Regularly, the nonprofits highlighted in the Catalogue for Philanthropy take part in a heavily vetted application process that begins in the spring. Then, a large list filled with worthy organizations is distributed to homes around the D.C. area in late November to gear up for Giving Tuesday in early December. This vetting process allows the Catalogue for Philanthropy to gauge who needs assistance to become more effective in what they do and how. This month’s Giving Tuesday has been opened up to all nonprofits in the D.C. region. Gonzales and his team felt it was the only right thing to do as every organization is in need of help right now.
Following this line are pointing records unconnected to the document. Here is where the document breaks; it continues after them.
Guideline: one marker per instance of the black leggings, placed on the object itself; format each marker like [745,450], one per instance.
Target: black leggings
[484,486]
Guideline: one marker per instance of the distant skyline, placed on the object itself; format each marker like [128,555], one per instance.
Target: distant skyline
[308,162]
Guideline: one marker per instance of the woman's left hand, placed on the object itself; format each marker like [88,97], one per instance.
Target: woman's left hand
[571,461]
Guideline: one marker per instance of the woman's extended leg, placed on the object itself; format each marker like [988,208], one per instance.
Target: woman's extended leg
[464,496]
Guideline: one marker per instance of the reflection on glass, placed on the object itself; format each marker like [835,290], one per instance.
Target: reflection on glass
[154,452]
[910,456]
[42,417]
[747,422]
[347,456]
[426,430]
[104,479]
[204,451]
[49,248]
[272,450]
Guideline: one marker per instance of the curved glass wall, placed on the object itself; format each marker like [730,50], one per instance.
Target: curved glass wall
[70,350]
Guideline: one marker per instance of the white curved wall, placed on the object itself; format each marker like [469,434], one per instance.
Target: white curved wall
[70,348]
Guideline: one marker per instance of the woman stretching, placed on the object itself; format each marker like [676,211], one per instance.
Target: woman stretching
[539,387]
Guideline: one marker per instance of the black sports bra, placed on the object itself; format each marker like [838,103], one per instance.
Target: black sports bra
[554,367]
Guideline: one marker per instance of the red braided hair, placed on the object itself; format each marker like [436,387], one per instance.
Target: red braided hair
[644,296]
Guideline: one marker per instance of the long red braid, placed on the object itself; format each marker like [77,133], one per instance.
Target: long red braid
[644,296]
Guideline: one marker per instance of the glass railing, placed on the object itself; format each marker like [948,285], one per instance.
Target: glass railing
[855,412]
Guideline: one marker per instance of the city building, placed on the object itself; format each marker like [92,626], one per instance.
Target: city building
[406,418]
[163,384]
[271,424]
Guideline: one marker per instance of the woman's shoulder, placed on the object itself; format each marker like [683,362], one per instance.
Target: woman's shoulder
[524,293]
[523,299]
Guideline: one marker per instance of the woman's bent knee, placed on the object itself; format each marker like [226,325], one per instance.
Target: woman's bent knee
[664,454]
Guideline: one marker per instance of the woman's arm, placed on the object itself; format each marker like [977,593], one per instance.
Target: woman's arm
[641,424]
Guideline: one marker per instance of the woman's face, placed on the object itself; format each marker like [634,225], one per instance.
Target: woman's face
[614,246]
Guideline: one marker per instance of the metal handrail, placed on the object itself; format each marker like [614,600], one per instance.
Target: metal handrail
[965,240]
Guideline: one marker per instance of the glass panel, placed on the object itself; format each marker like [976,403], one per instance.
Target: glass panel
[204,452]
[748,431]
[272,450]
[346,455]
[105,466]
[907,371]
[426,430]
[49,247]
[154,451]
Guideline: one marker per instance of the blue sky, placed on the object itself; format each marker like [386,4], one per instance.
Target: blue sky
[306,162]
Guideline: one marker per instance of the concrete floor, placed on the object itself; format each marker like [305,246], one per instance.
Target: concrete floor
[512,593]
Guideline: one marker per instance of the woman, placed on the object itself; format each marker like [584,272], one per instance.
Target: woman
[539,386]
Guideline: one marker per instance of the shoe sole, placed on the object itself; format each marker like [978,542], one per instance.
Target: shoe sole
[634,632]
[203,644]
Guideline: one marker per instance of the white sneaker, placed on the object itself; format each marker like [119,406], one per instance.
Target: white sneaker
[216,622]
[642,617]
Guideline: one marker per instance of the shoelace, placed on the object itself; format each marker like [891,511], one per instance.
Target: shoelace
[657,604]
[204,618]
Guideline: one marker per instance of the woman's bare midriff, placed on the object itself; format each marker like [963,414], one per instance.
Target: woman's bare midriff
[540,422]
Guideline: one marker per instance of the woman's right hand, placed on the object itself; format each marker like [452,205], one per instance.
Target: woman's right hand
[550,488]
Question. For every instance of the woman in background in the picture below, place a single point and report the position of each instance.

“I know there is a lot going on right now, but in times like these, community is more important than ever,” Gonzales says. “It’s important we come together to make sure these nonprofits not only survive this crisis, but are here to provide the critical services they provide once this has passed and help us rebuild once we’ve gotten through this pandemic.”
In the ongoing pandemic, unemployment has skyrocketed and people are feeling the financial strain. Gonzales and the organizations involved in Giving Tuesday Now understand that not everyone will be able to financially contribute as much as they’d like because of economic impact of the virus, but they are hopeful that the community will still come together to support the initiative.
“I think people out there will realize that everybody is in the same situation and want to help in any way they can,” Gonzales says. “Every gift counts, no matter how big or how small it is. It can still make a difference.”
While Giving Tuesday Now is viewed as emergency campaign to respond to immediate needs, the traditional Giving Tuesday will return in the fall wiser from this time. Gonzales hopes to gain insight on how the Catalogue for Philanthropy can better help the organizations they partner with in the future. “I think there’s a lot to learn from this period, and I think there will be a lot of other initiatives to come out of this.”
In spite of everything, or perhaps because of everything going on right now, people care about keeping nonprofits open beyond this crisis. As Gonzales video chats with applicants for the fall Giving Tuesday catalogue, he has been deeply moved by stories of Washingtonians stepping up to volunteer their time to organizations that are helping communities by distributing food and supplies.
“It’s been really impressive and, honestly, really inspiring to hear some of the stories of what’s going on out there and how people have stepped up to meet the needs of their community during this time.”